Jim Cruickshank, VP of Digital Development & Retail Technology, Pandora, said the digital transformation journey has brought “digital and store technology closer together and closer to the customer”, highlighting how important the customer journey remains, even during unprecedented disruption. 

"Our mission is about creating a personal experience and we've instituted massive platform changes with IBM Sterling and Salesforce to enable new digital-first capabilities that are much more individualised, localised and connected across channels and markets,” he added. 

 

Pandora’s pivot to digital 

The pandemic forced the doors closed at most of Pandora’s 2,700 retail locations. To remain competitive, it pivoted to online retail. Virtual queuing for stores and virtual product trials via augmented reality (AR) technology went someway to emulating the in-store experience and retail theatre that is the brand’s hallmark. Meanwhile digital investments in supply chain efficiency was central to delivering on consumer demand. 

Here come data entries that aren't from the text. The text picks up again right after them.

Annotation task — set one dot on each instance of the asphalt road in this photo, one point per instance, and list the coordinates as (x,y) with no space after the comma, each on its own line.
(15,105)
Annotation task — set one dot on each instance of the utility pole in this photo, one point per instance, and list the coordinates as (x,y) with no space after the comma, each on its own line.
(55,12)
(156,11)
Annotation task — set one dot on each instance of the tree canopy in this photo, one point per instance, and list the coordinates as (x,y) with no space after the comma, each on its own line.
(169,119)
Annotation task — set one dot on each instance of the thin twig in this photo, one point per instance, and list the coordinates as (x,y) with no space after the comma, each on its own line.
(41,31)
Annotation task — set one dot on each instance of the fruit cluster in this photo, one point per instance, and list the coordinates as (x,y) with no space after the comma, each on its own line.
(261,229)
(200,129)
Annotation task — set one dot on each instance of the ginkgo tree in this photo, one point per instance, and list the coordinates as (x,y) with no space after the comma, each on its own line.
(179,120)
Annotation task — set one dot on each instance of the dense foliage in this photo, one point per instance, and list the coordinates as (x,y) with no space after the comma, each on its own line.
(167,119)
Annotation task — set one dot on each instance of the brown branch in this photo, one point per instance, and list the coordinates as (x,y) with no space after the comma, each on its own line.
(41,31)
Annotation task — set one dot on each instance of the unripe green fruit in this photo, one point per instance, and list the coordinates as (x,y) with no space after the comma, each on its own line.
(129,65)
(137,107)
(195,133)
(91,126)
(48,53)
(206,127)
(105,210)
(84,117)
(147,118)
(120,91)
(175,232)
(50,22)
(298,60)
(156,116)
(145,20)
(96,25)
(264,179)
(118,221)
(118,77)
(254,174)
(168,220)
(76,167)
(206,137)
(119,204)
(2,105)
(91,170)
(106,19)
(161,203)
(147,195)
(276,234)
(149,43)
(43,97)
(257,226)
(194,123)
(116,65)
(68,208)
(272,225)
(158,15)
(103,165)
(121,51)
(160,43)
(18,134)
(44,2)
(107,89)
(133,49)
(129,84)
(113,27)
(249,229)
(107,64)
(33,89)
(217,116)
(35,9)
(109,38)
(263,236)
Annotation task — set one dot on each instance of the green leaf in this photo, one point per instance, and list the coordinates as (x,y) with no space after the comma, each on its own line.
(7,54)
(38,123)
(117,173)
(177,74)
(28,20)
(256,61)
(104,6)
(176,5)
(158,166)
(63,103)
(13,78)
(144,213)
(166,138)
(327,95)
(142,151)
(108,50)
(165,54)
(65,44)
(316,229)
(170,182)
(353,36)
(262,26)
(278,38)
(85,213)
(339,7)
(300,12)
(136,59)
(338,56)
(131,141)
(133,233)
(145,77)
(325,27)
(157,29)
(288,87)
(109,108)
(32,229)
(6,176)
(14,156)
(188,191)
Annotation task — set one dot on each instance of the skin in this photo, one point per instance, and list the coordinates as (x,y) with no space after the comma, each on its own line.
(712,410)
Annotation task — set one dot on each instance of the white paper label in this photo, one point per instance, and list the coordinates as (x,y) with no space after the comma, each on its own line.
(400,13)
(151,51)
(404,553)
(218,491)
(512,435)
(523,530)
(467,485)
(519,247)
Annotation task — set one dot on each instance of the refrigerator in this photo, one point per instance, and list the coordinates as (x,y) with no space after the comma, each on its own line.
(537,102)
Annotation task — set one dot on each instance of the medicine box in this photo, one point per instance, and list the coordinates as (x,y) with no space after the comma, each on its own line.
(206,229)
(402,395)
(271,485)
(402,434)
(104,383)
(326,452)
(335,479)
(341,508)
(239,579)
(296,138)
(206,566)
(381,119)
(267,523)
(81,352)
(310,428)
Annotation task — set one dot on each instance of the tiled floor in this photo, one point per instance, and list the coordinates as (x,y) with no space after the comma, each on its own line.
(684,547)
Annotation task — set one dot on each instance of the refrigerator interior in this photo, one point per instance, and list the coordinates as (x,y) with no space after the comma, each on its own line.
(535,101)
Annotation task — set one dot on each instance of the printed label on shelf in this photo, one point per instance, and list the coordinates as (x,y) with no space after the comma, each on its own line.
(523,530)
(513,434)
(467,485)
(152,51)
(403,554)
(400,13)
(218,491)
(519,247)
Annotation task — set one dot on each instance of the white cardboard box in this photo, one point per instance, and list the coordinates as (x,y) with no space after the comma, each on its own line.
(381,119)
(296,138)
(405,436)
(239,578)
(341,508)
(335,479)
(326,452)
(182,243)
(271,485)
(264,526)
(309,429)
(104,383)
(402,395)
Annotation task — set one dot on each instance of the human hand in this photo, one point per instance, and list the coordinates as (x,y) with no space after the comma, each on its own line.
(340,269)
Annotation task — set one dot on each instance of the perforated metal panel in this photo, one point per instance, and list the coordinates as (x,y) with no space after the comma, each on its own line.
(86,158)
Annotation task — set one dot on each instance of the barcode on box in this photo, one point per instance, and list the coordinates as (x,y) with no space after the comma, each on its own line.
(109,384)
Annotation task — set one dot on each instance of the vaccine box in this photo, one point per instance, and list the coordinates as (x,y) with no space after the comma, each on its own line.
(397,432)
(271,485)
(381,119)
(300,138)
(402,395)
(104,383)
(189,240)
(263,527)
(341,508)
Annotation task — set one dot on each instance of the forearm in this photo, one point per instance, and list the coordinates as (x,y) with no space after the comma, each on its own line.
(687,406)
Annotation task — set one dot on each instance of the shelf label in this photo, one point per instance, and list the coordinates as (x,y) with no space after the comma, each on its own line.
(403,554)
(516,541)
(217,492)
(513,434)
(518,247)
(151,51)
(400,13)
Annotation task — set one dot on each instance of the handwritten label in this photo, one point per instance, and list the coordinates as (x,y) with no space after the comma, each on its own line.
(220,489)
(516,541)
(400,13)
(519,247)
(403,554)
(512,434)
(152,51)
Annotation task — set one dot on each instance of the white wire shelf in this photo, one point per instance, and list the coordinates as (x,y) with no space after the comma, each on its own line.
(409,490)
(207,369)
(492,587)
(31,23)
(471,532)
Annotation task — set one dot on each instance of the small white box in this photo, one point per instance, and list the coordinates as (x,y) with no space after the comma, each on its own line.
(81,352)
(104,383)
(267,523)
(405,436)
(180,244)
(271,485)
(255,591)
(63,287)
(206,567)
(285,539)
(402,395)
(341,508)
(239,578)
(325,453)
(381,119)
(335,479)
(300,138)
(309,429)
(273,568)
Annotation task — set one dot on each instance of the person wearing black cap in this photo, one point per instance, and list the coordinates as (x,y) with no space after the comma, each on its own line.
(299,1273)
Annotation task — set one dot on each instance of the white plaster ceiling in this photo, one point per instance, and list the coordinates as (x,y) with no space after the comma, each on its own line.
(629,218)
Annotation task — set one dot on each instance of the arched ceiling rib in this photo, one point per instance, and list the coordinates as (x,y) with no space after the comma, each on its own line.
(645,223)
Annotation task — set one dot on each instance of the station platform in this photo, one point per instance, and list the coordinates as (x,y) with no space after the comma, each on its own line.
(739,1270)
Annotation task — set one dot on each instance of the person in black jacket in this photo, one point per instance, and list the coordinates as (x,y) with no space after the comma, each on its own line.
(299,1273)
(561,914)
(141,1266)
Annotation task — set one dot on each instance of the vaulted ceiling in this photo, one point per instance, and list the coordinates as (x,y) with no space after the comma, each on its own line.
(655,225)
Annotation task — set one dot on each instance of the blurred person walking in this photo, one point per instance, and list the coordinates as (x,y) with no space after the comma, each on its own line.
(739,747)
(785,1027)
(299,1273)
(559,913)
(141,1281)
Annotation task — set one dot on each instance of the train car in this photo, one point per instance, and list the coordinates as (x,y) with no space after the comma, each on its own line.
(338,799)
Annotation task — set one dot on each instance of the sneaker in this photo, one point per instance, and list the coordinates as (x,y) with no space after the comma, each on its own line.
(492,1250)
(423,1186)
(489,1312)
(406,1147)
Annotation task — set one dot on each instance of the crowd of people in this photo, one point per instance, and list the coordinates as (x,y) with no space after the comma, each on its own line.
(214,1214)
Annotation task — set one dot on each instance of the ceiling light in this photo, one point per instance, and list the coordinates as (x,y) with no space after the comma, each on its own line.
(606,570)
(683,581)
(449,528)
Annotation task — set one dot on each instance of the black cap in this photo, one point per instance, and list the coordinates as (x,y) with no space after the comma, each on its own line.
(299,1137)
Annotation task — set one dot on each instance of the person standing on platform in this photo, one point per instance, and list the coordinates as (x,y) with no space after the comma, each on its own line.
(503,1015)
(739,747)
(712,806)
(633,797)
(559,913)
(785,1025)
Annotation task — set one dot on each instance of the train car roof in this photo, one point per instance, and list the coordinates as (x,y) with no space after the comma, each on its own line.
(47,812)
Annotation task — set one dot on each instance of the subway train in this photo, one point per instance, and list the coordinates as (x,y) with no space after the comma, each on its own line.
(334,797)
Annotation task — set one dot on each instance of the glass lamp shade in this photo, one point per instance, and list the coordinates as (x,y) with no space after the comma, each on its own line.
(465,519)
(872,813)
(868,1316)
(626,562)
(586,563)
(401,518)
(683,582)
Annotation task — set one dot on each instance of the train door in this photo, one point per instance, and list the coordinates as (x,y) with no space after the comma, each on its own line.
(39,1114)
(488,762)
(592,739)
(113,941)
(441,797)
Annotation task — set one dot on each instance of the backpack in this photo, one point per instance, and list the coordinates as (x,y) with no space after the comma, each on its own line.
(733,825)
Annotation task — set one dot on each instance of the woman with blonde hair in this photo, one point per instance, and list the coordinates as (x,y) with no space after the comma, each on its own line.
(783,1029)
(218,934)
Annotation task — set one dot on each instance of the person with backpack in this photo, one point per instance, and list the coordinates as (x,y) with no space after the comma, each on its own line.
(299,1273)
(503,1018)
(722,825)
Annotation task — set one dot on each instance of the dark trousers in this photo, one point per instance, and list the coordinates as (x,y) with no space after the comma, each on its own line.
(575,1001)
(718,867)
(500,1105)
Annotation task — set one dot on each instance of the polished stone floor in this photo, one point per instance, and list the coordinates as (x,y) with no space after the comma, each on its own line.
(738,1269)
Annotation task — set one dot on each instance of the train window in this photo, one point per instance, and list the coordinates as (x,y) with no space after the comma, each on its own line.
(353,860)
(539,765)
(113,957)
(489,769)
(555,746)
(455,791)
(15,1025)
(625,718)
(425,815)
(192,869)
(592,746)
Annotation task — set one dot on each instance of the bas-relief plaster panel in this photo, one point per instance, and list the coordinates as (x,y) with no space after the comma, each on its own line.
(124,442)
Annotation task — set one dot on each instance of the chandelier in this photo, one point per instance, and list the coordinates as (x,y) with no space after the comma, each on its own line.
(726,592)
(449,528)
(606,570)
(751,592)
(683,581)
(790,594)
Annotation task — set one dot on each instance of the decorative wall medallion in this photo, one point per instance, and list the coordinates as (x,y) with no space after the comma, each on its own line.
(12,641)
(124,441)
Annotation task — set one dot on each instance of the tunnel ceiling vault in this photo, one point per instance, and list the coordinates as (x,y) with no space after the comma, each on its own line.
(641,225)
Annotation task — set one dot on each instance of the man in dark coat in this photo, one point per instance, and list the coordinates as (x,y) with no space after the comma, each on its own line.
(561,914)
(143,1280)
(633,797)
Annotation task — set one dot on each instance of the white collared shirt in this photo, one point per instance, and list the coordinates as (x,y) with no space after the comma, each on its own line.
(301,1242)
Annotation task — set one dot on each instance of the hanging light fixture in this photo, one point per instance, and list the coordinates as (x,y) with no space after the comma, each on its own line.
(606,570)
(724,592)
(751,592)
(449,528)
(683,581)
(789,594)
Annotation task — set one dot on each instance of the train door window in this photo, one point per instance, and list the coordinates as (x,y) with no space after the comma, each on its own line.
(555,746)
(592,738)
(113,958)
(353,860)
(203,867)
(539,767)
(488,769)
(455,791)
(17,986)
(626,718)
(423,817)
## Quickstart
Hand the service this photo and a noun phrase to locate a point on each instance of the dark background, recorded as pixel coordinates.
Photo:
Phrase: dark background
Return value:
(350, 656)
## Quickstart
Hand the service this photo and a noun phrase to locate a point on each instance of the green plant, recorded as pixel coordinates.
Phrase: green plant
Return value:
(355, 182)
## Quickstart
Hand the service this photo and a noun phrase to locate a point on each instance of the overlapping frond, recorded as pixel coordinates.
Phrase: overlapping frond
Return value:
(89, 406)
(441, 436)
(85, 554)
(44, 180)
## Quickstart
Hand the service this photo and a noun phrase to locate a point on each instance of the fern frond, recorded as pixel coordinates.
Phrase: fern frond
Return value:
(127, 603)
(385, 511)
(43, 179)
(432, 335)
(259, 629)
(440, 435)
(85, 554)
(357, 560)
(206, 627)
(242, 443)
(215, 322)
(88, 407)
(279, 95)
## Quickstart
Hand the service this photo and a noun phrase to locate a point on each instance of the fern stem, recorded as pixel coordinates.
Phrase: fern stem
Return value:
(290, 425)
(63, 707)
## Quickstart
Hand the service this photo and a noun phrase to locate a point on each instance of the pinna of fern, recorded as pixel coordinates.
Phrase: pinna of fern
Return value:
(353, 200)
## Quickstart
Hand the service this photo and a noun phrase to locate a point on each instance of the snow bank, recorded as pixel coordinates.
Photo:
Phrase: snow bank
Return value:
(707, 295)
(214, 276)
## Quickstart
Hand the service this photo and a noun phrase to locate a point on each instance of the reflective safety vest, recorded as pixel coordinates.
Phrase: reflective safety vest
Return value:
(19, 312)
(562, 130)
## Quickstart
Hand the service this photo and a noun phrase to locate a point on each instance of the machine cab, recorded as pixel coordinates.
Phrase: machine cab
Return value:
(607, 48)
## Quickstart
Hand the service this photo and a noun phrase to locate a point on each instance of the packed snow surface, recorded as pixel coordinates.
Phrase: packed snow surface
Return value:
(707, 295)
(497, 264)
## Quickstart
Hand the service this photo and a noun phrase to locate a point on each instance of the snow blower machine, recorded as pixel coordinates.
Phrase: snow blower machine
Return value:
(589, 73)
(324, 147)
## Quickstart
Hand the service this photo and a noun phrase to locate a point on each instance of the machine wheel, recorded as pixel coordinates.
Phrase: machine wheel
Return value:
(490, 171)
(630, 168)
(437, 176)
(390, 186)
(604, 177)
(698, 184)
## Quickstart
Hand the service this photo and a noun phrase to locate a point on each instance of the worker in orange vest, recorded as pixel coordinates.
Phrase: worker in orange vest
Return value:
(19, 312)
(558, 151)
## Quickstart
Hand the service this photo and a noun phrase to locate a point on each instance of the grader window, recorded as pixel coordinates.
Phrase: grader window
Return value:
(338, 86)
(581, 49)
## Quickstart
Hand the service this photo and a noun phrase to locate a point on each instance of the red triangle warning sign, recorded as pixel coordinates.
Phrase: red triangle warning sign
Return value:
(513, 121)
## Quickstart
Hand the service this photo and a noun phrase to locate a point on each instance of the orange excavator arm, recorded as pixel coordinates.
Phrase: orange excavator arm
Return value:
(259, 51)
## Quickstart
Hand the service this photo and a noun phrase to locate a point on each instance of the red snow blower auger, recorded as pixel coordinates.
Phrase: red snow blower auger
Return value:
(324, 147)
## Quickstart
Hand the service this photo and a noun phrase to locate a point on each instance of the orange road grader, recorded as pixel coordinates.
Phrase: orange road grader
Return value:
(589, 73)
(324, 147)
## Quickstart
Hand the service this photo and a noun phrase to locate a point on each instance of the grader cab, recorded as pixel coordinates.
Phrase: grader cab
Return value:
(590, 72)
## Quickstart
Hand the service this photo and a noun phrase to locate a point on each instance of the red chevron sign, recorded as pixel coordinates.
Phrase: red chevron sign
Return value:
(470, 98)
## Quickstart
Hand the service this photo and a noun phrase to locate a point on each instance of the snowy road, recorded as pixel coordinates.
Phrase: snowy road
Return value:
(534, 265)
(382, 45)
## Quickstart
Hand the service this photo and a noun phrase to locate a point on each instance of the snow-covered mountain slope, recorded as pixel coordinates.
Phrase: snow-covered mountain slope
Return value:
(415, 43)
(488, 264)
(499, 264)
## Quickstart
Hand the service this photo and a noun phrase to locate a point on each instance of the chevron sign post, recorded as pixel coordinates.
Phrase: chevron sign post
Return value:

“Consumer behaviour has significantly shifted and will continue to evolve with businesses needing to quickly adapt to new preferences and needs,” said Kareem Yusuf, General Manager, AI Applications and Blockchain, IBM. “To address this shift, leading retailers like Pandora rely on innovation to increase their business agility by enabling and scaling sustainable supply chain operations using AI and cloud.”

Yusuf said Pandora’s success was indicative of how to remain competitive by “finding new ways to create differentiated customer experiences that protect their enterprises from disruptions to help mitigate risk and accelerate growth”.